N° 1216 | Le 2 novembre 2017 | Pascal Seynave, assistant social | Espace du lecteur (accès libre)
Le mépris du pauvre n’est pas une nouveauté. Successivement et parfois simultanément étiquetée « classes dangereuses, assistés, profiteurs, parasites ou fraudeurs », la terminologie pour désigner les plus vulnérables, les laissés pour compte, les chômeurs sans espoir, mais aussi les refugiés, les étrangers est aussi importante que les écarts de richesse qui caractérisent les sociétés occidentales ou occidentalisées en général, et la France en particulier.
Il reste qu’un discours de plus en plus stigmatisant et discriminatoire a cours pour parler des personnes en situation de précarité et que les porteurs de ce discours se répandent aussi rapidement que des « fakes news » sur Facebook ou les chatons savants sur Youtube. La comparaison est à dessein. En effet, il n’est pas rare de lire sur les fameux réseaux sociaux toute une « littérature » reprenant des idées reçues sur des faits divers, des événements liés à l’immigration ou aux réfugiés et aussi sur les pauvres qui sont souvent qualifiés de parasites bénéficiant de ce que le sens commun facebookien nomme « les aides sociales ».
Passons sur les supposés richissimes bénéficiaires du RSA. Sur les matelas garnis de billets de 500 des réfugiés-immigrés-sans papiers (forcément musulmans), sur les chômeurs qui perçoivent des indemnités supérieures aux dividendes des actionnaires des entreprises du CAC 40, sur les grossesses envisagées non sur un désir d’enfant, mais dans le but de percevoir « des allocs » et sur les SDF qui ont choisis de « vivre libres » en se rémunérant sur une mendicité agressive.
Ces discours ne sont pas nés avec Internet. Ils appartiennent au patrimoine national de la bêtise et du prêt à penser servi a longueur de journées et de soirées télévisuelles. Ces discours existent parce qu’une partie de la population n’a plus besoin de penser, de réfléchir ou d’analyser, puisque quelques patrons de presse (ou patrons tout courts) relayés par des porte-voix qui s’autoproclament « présentateur-animateur-journaliste- humoriste-chroniqueur » voire « reporter » (!), déversent quotidiennement une bouillie de faits divers, de « questions de société », de vies des stars et des riches, sans compter l’omniprésence d’une publicité sans complexe et débilitante.

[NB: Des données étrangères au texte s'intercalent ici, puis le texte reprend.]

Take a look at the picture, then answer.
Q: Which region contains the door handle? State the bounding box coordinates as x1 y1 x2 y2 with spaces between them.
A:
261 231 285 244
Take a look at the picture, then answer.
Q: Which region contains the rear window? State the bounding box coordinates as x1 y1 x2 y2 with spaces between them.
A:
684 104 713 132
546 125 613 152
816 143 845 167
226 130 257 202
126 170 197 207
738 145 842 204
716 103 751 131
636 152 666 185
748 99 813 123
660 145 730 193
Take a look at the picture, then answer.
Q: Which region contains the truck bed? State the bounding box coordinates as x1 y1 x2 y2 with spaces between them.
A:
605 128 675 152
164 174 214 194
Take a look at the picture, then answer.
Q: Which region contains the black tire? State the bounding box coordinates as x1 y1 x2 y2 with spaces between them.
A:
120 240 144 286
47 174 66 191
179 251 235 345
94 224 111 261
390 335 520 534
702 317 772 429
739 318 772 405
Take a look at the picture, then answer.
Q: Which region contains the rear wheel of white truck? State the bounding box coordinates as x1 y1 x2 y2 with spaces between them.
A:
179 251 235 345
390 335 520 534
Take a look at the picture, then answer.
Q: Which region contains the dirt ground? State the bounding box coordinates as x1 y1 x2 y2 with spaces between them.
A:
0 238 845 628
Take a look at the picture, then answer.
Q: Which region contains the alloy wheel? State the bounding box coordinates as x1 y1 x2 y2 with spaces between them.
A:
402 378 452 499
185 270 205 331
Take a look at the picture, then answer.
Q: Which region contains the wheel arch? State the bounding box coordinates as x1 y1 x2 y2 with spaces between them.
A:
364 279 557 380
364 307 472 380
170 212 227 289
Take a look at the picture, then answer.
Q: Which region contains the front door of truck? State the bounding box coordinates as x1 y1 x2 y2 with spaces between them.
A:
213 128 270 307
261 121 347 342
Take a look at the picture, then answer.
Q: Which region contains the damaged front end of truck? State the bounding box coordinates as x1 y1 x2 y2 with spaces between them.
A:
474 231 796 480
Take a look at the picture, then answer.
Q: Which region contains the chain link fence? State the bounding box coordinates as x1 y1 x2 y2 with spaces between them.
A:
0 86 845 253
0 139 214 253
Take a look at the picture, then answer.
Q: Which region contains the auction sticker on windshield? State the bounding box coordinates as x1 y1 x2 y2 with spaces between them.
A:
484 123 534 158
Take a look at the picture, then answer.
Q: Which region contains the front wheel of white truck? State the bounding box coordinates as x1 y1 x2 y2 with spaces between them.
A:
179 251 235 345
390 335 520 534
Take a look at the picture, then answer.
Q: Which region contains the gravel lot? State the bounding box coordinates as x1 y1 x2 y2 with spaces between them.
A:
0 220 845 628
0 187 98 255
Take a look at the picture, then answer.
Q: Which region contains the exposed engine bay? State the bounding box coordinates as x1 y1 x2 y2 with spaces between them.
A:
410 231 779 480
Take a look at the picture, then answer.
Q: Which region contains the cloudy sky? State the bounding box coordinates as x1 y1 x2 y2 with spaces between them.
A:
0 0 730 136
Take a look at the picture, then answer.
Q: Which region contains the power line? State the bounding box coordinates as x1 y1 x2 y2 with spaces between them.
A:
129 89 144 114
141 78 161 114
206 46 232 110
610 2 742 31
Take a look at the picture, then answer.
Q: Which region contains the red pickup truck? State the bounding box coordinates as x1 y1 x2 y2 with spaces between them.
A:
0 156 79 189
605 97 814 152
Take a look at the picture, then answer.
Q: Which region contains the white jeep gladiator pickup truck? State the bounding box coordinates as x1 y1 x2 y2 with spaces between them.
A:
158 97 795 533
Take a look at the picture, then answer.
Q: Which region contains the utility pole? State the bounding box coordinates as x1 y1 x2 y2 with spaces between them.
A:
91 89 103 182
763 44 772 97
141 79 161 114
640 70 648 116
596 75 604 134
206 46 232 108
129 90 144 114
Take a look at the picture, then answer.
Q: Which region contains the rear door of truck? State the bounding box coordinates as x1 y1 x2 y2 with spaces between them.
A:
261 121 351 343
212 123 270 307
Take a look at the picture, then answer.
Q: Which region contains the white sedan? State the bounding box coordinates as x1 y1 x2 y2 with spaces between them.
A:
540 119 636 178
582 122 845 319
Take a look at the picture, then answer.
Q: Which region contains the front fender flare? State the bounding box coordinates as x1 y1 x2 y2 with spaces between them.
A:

Le tout est vaguement digéré et régurgité tel que, le lendemain sous forme de commentaires écrits ou de vérités évidentes assenées lors de conversations privées voire professionnelles. Et rien n’est réellement fait pour contrecarrer ces discours, ni dans la sphère politique plus prompte à instrumentaliser cette rhétorique à des fins électoralistes, en flattant les plus bas instincts, et encore moins dans la sphère médiatique qui la produit en partie et s’en nourrit avidement. Lorsqu’une parole différente essaye d’émerger ou de s’imposer, elle est sur le champ taxée d’angélisme et ses porteurs sont qualifiés de « Bisounours ». Comme si cette qualification suffisait à discréditer un discours construit et réfléchi, basé sur des faits plus que sur des fantasmes – À ce propos, n’oublions pas que les Bisounours évoluent dans un état totalitaire où le parti unique au pouvoir impose un bonheur obligatoire et uniforme à toute la population ! Qui donc est le Bisounours ? Dès lors, employer le terme de Bisounours demande un minimum de réflexion… que l’on ne peut espérer, bien sûr ! – les termes de sociologues, anthropologues, intellos, penseurs ou travailleurs sociaux seraient plus appropriés, je pense.
Plus grave encore est que ces discours simplistes atteignent de plus en plus des catégories professionnelles censées être hermétiques à cette pensée rudimentaire. Je pense aux enseignants, aux salariés d’institutions sociales ou de collectivités territoriales ou même aux travailleurs sociaux.
Ce n’est sans doute pas encore une pensée unique qui s’installe, mais de ci de là, le discours sur les pauvres et sur les étrangers en particulier emprunte de plus en plus à ces propos rudimentaires.
Au risque d’être qualifié de « Bisounours » (mais je préfère « Travailleur social »), il faut donc, par tous les moyens, combattre et s’opposer à cet envahissement, à ces opinons qui n’en sont pas, à ces réflexions sans étayages et à ces idées rachitiques.
En tant que travailleurs sociaux nous pouvons par nos actions et notre éthique professionnelle participer à la restauration d’un discours plus à même de décrire les réalités de notre monde, notamment en ce qui concerne le respect que nous devons à tout être humain, qu’il soit pauvre, étranger ou bénéficiaire « des aides sociales ».